‘Gayby’ is the new single from Sam Vance-Law, available today on Caroline International and taken from his forthcoming debut album ‘Homotopia’. The follow-up to sublime debut single ‘Prettyboy’ and his almost flippant second single ‘I Think We Should Take It Fast’, ‘Gayby’ is another highly original song that blends lyrical wit with deft musicality.
Born in Canada and raised in Oxford, England, Sam started to learn to play the viola and violin at four years old. Later he sang for the famous Choir of New College Oxford. Given this, it is perhaps unsurprising that ‘Homotopia’ is a notable exercise in literate pop rooted in classicist traditions. A collection that could sit comfortably alongside the likes of
John Grant, The Magnetic Fields and Father John Misty, it’s also unafraid of nodding to – among other forms – theatre, operetta and orchestral pop.
Produced by Konstantin Gropper (aka Get Well Soon) the album was recorded in Berlin and sees Vance-Law confronting, head-on, what are still seen – by some – as taboos, always sincerely, never sanctimoniously, and sometimes with tongue in cheek.

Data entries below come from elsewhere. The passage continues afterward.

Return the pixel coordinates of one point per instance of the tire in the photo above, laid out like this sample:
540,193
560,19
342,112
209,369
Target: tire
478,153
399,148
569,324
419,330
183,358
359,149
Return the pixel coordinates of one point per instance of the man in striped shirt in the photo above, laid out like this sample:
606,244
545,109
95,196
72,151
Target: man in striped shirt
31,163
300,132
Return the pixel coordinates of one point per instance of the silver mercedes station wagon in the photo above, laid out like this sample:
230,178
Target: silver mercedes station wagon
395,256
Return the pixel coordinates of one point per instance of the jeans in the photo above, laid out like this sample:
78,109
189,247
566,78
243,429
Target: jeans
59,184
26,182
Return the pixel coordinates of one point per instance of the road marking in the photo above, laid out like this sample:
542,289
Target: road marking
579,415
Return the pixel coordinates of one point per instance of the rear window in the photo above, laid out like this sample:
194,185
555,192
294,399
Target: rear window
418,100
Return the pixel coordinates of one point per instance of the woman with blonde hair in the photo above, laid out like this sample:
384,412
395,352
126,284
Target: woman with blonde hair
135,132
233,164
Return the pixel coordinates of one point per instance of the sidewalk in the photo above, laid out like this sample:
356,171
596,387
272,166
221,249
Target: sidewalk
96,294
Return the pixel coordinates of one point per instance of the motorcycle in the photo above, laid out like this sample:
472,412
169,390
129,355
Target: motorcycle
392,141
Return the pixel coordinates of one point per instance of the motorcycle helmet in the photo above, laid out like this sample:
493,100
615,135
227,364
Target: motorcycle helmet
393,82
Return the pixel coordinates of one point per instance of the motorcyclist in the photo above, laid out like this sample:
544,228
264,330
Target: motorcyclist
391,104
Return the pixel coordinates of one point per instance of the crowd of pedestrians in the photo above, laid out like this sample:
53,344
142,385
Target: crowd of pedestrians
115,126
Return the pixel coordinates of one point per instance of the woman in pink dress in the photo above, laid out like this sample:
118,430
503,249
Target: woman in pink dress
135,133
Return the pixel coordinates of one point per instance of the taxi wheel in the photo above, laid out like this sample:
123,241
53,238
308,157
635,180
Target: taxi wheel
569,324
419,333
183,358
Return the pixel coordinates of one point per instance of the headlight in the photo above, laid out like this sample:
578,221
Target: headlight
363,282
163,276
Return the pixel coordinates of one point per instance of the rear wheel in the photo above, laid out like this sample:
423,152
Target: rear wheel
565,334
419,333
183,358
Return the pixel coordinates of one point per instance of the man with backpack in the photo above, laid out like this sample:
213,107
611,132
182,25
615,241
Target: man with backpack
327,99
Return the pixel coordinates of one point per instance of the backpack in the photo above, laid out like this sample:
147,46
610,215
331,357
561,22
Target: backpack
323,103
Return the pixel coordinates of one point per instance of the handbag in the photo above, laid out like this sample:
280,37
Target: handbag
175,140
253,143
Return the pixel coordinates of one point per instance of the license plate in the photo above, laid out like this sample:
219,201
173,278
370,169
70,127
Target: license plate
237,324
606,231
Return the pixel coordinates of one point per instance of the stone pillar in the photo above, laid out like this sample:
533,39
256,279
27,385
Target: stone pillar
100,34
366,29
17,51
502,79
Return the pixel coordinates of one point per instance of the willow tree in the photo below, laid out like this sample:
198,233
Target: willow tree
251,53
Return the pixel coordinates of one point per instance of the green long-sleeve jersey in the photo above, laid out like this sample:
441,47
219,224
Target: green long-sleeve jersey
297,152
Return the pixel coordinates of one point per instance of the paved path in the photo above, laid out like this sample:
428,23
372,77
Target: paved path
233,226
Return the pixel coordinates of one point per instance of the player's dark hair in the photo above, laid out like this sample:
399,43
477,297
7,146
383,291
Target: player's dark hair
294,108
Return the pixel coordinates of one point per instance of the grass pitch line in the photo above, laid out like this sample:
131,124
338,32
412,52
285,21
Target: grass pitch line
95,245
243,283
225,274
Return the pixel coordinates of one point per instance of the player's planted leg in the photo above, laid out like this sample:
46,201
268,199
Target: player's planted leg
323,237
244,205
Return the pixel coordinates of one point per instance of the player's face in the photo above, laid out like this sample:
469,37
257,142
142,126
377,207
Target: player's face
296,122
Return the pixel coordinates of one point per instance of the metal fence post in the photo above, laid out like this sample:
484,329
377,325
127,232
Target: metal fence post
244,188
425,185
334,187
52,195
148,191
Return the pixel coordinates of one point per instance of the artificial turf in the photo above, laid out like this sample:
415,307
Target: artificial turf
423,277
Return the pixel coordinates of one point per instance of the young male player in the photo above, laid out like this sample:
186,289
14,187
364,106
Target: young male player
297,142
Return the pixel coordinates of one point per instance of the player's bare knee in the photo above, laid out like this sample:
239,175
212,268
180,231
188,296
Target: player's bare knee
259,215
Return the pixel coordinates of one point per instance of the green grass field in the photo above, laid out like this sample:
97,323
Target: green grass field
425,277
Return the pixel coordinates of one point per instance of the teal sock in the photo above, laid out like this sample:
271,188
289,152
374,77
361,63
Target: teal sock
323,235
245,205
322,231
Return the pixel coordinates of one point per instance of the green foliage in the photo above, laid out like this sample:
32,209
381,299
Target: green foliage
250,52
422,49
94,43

“I’d been frustrated by a few things, particularly the queer/gay music I’d been hearing,” says Sam Vance-Law about the motivation behind the album.
“It seemed to focus on two themes: victimhood and pride. I wanted to capture, through various narratives, some of the gay experience, as it is now, without judgement.”
With the freedoms, we’re used to more vulnerable than at any point in recent memory, with bigotry and intolerance now seemingly legitimised as acceptable forms of discourse. ‘Homotopia’ is a timely album, one which offers a series of vital, vivid and revealingly candid snapshots of life for a gay man in the 21st Century. Fearless and frank, wise and witty, it finds 30-year-old Vance-Law spinning tales of love, lust, beatings and babies against an ingeniously realised musical backdrop that plays with the genre while refusing comparison.
The album’s striking cover art is by the celebrated German contemporary artist Norbert Bisky.